(А только не страшно. Они как домашние,
они мне мигали, они мне напомнили
мою же застежку на синей рубашке.)
Дождь рвался, грозил, разрывался. И плеск
аж морем шумел, аж захватывал дых!
И третий вбежал под железный навес
и стал, близоруко взглянув на других.
Второй волновался, свистел и дрожал,
бледнел, как грозящие извещения.
А первый (усатый бухгалтер) сказал:
— А дождь зарядил. Настоящий. Осенний!
И дождь согласился, и рвался, и лил,
и мостовая — в предсмертной пене.
Второй прислушался и возразил:
— А дождь молодой. Настоящий. Весенний!
Запахло весною.
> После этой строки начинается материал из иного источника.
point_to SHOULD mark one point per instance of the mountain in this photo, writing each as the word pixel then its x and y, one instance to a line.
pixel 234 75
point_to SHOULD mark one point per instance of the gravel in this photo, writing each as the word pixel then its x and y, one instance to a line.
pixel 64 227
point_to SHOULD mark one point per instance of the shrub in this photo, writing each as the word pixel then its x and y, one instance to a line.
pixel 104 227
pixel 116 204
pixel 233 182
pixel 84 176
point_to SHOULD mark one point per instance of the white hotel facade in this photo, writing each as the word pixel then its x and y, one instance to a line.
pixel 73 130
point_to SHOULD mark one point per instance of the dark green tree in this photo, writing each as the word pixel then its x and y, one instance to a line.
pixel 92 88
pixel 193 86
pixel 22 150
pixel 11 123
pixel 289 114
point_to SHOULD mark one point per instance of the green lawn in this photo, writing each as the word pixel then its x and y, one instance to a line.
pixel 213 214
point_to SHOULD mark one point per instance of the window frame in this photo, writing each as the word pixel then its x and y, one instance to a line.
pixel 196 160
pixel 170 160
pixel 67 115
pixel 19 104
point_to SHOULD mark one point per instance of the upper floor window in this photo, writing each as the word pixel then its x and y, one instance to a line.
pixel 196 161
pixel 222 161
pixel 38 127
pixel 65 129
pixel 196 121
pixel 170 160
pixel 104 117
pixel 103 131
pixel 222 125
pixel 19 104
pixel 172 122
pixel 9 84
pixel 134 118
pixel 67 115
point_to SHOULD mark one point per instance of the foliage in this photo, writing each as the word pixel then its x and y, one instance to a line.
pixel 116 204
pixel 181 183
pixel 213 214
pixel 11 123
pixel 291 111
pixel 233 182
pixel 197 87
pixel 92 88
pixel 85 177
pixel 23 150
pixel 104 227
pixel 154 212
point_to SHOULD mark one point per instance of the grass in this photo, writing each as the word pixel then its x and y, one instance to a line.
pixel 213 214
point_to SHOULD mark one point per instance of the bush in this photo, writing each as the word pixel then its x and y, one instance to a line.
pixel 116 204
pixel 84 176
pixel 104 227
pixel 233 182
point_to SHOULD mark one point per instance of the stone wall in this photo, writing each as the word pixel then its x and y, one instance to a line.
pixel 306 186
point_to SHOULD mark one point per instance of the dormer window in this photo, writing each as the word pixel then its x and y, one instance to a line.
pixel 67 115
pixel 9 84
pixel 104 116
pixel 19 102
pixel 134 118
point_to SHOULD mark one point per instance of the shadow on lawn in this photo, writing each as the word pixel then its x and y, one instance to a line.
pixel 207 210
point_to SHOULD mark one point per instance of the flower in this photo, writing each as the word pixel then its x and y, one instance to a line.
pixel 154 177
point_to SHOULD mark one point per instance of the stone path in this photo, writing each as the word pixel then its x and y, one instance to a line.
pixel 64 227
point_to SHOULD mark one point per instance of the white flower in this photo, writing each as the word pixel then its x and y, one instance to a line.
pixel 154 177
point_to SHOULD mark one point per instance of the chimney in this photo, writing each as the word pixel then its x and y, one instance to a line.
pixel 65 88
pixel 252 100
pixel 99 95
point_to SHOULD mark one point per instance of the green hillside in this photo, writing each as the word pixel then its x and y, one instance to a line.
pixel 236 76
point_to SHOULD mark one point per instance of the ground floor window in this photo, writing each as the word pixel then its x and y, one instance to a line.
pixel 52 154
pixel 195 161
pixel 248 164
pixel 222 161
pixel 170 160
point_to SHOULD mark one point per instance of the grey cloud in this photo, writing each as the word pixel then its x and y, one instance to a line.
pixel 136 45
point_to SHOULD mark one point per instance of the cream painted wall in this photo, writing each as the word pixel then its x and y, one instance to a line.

Да так это внятно,
что прямо бери ее в чуткие руки.
Так быстро, что в грязном,
охрипшем парадном
выросли робкие незабудки.
А третий сказал: — Из колхоза про то ж -
подшефные пишут: «Дождя, мол, ждем».
Я рад, что ответ мой придет, как дождь,
я горд, что ответ мой придет с дождем.
Но только… не слишком да дождь зарядил,
не очень ли рано, не очень ли поздно?
А дождь ничего. Настоящий. Колхозный!
И дождь как из лейки лил.
Дождь пьяным шатался. Парнишкой скакал,
и в землю врывался, и бил напролом…
И первый (очкастый бухгалтер) сказал:
— Там, в комнате длинной, за крепким
столом,
высокие гости сидят и скучают
и треплют по щечке безбрового сына.
Жена завилась, и жена развлекает
гостей разговорами про ангину.
Я должен прийти. Я желаю занять
место хозяина, прочное, нужное.
Я должен прийти, чтоб гостей развлекать
своим разговором и ужином.
Меня задержало собранье на службе,
калоши намокли от этих стихий.
Вода помешала, она против дружбы…
Второй перебил: — Пустяки!
Товарищи! Мне восемнадцать лет,
и в жилах гулящая кровь.
И это любовь. То есть да. То есть нет.
То есть, конечно, любовь.
Такая любовь, что без дрожи, без риска
отдался и стал бы ее, а не свой.
Смотрите, товарищи, вот записка!
Здесь каждая буква пропахла весной.
Здесь каждое слово как выстрел. И жжет
и рвется. Да вы понимаете разве?
Любимая пишет. Любимая ждет
у памятника Тимирязева.
Любимая. Вечер. И чертов дождь.
Да я б через дождь, через воду, я б мимо…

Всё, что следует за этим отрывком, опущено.